The goal of the Table Retrieval (TR) task is to search a table that contains the data for an answer, given a single document (annual securities report) and the question.
Input: Question (question), annual security report HTML (doc_id)
Output: Table (table_id)
Evaluation: Accuracy
An example from questions_tr.json:
{
"question_train1": {
"question": "大和ハウス工業の2019年の個別のShareholdersEquityにおける「自己株式の処分」を含む表は?",
"doc_id": "S100ITAZ",
"table_id": "S100ITAZ-0000000-tab1"
},
}
The template is structured as follows.
question_id (object)
question_{data type}{sequence number}
The data type is either train, valid or test.

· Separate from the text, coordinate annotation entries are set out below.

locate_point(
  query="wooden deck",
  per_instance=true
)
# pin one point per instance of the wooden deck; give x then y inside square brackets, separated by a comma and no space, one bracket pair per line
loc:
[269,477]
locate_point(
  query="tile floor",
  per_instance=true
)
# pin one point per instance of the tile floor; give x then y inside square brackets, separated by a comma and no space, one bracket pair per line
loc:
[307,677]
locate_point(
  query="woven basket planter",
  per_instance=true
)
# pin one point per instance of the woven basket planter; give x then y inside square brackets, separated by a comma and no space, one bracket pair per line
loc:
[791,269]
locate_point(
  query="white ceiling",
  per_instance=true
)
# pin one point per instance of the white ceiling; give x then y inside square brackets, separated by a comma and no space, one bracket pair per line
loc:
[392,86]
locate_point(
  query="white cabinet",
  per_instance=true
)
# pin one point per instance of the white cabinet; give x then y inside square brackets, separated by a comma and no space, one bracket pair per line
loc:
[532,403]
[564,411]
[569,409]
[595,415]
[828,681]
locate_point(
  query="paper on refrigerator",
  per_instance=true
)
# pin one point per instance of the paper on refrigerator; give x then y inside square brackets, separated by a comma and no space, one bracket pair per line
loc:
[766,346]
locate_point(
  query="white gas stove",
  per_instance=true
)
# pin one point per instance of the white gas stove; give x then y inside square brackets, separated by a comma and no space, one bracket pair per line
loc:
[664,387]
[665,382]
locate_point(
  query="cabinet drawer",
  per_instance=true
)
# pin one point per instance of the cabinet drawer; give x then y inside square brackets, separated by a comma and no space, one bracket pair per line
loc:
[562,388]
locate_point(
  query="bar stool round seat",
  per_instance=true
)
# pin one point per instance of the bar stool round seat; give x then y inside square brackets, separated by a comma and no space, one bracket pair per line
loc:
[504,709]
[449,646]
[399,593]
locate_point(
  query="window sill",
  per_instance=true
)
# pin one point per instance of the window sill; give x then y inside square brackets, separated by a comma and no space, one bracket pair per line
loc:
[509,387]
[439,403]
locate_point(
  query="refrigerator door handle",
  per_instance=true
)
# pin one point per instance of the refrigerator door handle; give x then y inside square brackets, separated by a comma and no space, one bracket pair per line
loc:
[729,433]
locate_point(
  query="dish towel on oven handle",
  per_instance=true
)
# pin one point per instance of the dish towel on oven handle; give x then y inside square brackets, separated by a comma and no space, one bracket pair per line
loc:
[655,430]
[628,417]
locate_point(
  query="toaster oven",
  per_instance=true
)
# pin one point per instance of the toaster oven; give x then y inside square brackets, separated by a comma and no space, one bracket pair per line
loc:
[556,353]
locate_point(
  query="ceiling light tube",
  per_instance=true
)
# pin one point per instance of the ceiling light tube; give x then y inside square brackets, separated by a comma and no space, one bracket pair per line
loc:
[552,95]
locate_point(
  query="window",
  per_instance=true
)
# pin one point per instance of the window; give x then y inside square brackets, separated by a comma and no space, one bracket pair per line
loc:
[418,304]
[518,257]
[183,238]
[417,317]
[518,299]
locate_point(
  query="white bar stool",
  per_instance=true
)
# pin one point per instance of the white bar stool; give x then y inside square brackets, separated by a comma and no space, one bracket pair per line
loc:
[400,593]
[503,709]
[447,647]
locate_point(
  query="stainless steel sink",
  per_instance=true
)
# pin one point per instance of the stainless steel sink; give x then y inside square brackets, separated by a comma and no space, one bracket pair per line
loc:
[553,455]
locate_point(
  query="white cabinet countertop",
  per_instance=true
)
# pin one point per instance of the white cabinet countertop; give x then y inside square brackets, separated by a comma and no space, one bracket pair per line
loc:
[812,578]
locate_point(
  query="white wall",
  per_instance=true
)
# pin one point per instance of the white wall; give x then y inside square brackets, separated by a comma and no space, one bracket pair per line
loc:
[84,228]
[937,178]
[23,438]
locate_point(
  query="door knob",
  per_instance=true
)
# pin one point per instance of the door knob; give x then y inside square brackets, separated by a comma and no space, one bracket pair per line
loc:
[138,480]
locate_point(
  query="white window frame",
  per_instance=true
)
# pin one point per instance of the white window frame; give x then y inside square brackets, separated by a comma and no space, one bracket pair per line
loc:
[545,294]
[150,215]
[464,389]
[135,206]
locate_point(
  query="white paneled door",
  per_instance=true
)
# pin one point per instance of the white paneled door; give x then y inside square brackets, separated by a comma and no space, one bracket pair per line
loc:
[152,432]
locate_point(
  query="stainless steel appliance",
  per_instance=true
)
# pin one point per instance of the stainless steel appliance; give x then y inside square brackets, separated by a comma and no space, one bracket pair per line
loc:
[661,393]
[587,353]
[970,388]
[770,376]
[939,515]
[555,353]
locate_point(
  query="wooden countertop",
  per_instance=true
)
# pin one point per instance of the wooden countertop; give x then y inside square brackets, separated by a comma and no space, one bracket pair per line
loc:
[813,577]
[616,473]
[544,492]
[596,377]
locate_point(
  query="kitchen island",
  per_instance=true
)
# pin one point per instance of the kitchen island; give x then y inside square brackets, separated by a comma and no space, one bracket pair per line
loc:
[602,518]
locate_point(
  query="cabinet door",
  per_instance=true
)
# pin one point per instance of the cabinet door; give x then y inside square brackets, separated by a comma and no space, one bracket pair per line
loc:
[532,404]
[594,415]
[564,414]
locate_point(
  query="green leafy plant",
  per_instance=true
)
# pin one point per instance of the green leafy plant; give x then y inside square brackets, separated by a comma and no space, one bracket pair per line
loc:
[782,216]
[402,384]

The sequence number is not continuous for each task to prevent duplication of question sentences between tasks.
question: Question sentence (str)
This is the question sentence used as the query.
All questions include the company name, period, and item name (search target).
Some questions include the individual/consolidated element and member element when available in the XBRL.
doc_id (str)
S100{4 capital letters}
This is the document number assigned by EDINET.
table_id (str)
{doc_id}-{HTML file number (7 digits)}-tab{consecutive number}
This is an ID assigned to the HTML annual securities report by the Task Organizer.
It is provided as the "table-id" attribute of the table tag in the HTML.